I have an irregularly-shaped pixel image on a transparent background. I would like it to "cast a shadow" all around it by creating semi-transparent pixels around the edge of the image. Specifically, I want the transparency of each pixel to be determined based on how close it is to the pixels of the image (i.e. transparency proportional to the Euclidean distance between the target pixel and the nearest image pixel).
Selecting the pixels I want to apply the gradient around is trivial, but I can't figure out how to make a gradient that will automatically recede based on the Euclidean distance from the rest of the image. Just to be clear, this is the end result I want:
000111000
002333200
024555420
135###531
135###531
024555420
002333200
000111000
...where ### stands for the original image pixels, and 0-5 stand for 0% through 50% transparency black pixels (the % chosen here is arbitrary).

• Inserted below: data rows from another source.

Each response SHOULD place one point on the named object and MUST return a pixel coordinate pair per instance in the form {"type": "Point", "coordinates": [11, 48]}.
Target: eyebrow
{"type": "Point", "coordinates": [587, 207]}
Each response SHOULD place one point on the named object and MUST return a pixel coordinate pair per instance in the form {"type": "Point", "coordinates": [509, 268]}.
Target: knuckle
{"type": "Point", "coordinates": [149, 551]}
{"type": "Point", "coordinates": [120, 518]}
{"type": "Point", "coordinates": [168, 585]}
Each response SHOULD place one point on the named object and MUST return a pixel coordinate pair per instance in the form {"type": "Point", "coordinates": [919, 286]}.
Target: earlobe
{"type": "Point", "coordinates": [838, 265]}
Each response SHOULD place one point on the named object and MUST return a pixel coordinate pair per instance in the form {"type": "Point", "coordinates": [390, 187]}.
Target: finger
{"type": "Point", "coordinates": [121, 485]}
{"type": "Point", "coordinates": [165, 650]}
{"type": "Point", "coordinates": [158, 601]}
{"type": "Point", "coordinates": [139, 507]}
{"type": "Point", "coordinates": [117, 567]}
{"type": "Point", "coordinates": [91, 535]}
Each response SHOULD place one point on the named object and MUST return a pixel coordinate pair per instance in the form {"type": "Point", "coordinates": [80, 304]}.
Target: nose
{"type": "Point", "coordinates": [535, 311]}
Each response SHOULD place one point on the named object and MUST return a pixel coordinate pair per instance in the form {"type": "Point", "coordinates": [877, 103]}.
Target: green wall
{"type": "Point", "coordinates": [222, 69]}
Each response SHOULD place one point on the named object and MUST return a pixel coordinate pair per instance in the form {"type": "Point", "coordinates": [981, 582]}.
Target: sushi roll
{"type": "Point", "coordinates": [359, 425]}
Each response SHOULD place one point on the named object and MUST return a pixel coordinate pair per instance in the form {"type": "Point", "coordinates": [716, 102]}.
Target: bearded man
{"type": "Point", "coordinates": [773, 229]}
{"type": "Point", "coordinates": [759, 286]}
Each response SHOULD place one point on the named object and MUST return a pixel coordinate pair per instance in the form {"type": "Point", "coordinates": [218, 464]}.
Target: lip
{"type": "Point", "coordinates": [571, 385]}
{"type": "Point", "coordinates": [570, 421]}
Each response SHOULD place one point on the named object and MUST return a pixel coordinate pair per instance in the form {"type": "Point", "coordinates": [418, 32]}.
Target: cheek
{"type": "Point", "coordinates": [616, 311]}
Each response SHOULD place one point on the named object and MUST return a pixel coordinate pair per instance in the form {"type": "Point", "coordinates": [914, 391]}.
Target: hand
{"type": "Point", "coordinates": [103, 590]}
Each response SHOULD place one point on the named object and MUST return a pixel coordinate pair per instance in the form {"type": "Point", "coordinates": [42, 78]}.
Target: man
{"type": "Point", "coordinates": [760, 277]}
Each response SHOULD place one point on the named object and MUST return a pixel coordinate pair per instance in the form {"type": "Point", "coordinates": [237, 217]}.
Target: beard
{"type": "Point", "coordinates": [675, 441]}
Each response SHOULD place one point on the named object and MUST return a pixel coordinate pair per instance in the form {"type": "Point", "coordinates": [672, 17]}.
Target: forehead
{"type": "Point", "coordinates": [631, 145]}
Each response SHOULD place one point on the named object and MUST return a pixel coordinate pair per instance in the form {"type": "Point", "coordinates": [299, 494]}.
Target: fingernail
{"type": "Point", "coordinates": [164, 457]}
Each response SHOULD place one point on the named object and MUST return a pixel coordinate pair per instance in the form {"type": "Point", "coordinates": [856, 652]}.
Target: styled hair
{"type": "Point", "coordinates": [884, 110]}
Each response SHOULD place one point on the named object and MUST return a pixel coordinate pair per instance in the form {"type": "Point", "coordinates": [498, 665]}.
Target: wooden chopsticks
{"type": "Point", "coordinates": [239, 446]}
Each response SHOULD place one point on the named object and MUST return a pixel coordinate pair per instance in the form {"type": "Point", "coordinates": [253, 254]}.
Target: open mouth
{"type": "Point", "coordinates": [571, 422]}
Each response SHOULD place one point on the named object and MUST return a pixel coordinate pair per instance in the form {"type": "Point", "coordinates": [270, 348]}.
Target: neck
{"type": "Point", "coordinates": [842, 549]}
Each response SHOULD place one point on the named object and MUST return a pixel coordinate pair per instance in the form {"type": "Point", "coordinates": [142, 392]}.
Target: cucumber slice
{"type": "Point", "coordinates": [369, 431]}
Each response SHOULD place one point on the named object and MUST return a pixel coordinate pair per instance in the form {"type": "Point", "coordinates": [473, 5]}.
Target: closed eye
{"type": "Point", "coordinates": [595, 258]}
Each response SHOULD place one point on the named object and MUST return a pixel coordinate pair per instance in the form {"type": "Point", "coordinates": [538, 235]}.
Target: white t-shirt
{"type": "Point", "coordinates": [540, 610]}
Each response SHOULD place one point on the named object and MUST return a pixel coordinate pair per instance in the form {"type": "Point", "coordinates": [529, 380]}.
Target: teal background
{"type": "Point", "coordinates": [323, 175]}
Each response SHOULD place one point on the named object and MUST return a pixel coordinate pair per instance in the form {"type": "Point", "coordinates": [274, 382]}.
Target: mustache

Obviously this would be straightforward if it were a simple image like the above, because I could just create a circular gradient centered on the image. But I want this to work for an arbitrary irregular shape, with pixels getting more transparent the further they are from the shape's edge.
This is such a simple and obvious use case (it's commonly done with text, for one example) that there must be an easy way to do it, but I don't know what that is. The only solution I can come up with so far is to iteratively grow the selection outside of the image by one pixel at a time and decrease the transparency with multiple bucket fills, but it's hard to get that smooth and it's cumbersome. Is there a simpler way to do this?
EDIT
I think I understand now.
Photoshop's selection tools are more flexible than I realized. When you grow a border, it does so smoothly even though it looks like there are only specific pixels selected. I wasn't seeing the smoothness of the selection area until I entered Quick Mask mode.
So yeah, it's super easy to do this. Growing a selection automatically smooths the edges with partial transparency automatically. Just grow around the border of the shape on a separate mask layer, and fill the area, and the effect is exactly what I wanted.